The Fifes and Drums has continued to build on the number of musicians who credit their time in the corps as one of their most influential life experiences.
For Rodney Edmundson, who joined as a drummer in 1970, his time in the corps helped him to grow his musical skills, which he has used for the past 26 years as a drummer for country singer Ronnie Milsap.
Edmundson was already a drummer when the Fifes and Drums did a presentation in the school gym one day when he was in tenth grade.
“I saw those rope drums and the costumes and I just knew I had to be a part of it,” Edmundson said.
Carroll was still the leader of the Fifes and Drums when Edmundson joined. In 1972, however, Carroll retired and John Moon, a former drum major in the British army, took over.
Edmundson credits Moon for many of the changes during that time, including adding a selection of new music and a costume inspection. Moon also added an even more militaristic structure to the corps.
This structure is what members such as Sgt. Maj. Billy White, a member of the Army’s Old Guard, find most important about the organization.
“My dad used to talk about the goal of the corps being to grow good citizens,” White said. “And for any organization to do that for 60 years is pretty incredible.”
White’s father had been a member of the Fifes and Drums and was still on staff with the organization in 1984.
At age 10, though, White wasn’t sure if he wanted to join the corps. Like many members, White had been registered to join the corps when he was born, but he took his name off the list — and ended up losing his spot.
When White’s best friend joined, though, White realized he did want to join the corps. He had to wait for a spot to open, and eventually he was able to join the recruit class of fall 1984.
“For me, looking back on it 30 years later, that was a life-defining moment because now I’ve made an entire career out of playing the fife,” White said.
Since then, White has used his music and military foundation from the corps to play in the U.S. Honor Guard for the past 24 years, playing in escort to the president and honorary ceremonies.
Bridging the gender gap
For a long time, the Fifes and Drums was a boys-only organization. But in 1999, the organization started allowing girls, and Elenor Trott ended up being the fourth woman to graduate from the corps.

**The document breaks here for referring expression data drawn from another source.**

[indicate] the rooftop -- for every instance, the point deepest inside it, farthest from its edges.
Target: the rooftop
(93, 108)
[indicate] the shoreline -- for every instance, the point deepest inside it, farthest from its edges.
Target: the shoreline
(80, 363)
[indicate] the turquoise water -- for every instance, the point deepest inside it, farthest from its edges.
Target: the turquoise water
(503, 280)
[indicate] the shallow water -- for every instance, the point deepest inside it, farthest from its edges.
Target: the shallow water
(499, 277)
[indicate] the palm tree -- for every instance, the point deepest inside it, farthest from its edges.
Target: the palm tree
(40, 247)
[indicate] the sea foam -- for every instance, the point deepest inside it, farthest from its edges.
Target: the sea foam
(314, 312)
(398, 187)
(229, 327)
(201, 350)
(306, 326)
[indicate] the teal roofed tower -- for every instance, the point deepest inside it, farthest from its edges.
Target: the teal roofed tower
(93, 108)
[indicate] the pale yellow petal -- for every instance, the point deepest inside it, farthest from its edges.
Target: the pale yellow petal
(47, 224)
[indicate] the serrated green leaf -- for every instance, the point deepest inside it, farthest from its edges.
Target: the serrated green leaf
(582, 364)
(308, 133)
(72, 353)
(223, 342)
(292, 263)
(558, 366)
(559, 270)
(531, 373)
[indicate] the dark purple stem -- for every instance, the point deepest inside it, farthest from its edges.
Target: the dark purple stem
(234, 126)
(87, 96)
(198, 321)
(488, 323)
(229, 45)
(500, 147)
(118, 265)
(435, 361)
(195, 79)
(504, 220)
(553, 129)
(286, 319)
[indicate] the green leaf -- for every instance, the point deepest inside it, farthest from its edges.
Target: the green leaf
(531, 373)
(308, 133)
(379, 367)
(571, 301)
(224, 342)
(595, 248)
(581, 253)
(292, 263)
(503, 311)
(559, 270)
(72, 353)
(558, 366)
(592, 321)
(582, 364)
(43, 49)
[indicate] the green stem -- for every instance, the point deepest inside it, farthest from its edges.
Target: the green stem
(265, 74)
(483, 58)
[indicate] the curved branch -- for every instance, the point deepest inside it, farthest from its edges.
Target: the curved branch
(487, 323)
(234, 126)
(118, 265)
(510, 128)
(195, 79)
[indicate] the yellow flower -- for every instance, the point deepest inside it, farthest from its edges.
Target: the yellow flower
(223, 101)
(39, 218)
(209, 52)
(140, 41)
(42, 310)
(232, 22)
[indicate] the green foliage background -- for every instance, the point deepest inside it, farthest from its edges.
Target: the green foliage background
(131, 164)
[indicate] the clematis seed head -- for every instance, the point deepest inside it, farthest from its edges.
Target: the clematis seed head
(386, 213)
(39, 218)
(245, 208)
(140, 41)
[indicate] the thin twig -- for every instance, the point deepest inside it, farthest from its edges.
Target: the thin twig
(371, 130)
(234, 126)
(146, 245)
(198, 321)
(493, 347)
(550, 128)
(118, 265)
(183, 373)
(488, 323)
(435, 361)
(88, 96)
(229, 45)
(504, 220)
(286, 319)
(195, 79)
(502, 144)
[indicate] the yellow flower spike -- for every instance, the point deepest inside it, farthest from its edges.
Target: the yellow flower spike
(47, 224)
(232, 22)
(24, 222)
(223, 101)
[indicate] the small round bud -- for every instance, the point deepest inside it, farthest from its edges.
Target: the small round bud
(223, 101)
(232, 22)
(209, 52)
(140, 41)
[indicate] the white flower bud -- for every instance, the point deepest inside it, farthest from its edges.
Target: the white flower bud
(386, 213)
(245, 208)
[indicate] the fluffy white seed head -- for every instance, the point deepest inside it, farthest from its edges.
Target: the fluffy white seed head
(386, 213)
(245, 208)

When she was 10, Trott was one of four girls, out of about 100 musicians, to join the organization.
“I think there was definitely a boys’ club culture to overcome,” Trott said. “But it was really cool having all of the girls banding together throughout that.”
Trott found the organization’s strict routines and leadership skills helped her to find confidence to overcome the gender barrier that she encountered at such a young age. Since then, she has found herself thriving in a number of male-dominated fields because she learned how stand up for herself as the minority gender in the corps.
By 2010, when Trott graduated from the corps, two of the other female members in her recruit class had dropped out. But Trott is proud to have been one of the first women to make it through the program.
“It’s incredible going back and seeing these amazing, vibrant women being able to do all of these things because we were the first ones to make that space available to them,” Trott said.
Celebrating 60 years
On Memorial Day weekend, the Fifes and Drums will hold numerous events to celebrate the organization’s history.
Teal expects to see many familiar faces and tell his favorite stories. But what for some, the best part of coming back for the 60th anniversary is being able to see a continuing legacy they helped build.
“These kids in the corps now are every bit as dedicated and impressive as we felt back then,” White said. “It’s 60 years of dedication, leadership and community.”